Frank takes the pen from his pocket and lays it on the ground. Bobby draws Frank’s head closer, places his two fingers between their mouths again and moves his hand down to Frank’s groin. Frank puts his hand over Bobby’s, thinking to push it away, but leaves it there. Bobby pulls the leg of his shorts out of the way so his hand is touching flesh.

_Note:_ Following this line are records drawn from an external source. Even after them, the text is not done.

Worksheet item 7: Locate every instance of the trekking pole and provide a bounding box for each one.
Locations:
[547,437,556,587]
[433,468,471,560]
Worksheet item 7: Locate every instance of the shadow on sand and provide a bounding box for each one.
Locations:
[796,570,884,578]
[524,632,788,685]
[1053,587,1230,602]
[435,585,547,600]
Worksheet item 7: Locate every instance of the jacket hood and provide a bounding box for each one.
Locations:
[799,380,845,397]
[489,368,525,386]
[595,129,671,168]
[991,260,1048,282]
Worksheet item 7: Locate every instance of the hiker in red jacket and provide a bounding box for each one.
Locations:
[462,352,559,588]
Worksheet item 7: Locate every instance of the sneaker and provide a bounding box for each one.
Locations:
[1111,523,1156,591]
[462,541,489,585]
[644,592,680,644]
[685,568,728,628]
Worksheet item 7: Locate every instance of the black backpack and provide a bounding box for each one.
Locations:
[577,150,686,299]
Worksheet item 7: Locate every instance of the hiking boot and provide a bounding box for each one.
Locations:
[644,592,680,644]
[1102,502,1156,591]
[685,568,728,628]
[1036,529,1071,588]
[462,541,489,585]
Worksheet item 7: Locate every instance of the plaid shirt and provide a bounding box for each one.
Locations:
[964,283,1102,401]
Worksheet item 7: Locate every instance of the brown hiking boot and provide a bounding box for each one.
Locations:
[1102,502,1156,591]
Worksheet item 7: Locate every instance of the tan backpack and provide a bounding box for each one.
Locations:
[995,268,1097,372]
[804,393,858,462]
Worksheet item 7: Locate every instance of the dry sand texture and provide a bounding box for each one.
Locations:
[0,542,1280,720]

He moves his lips across Franks’ face.
Even though it’s happening, here, between their bodies, alone, self-contained, Frank is not in his body: Bobby is pretend-pulling on the elastic of Frank’s shorts, Bobby’s pretend breathing is warm against Frank’s ear, pretend hands are doing pretend things.
Frank tries to quash a rush of gratitude for this unexpected tenderness. Bobby moves his fingers from between their lips to the shaved hair along Frank’s nape. He presses himself against Frank and clutches his ass and they come in tandem. Frank squeezes Bobby’s thigh, surprised by his own muffled sobbing and Bobby’s triumphant grunt. Then everything stops, except for their thoughts, racing to catch up with their pulse. They stay that way for a while, the water tapping a quiet rhythm against the stones.
*
“Here’s to the new millennium,” Bobby says lifting his beer.
“The new millennium,” Frank repeats.
They clink bottles, avoiding each other’s eyes.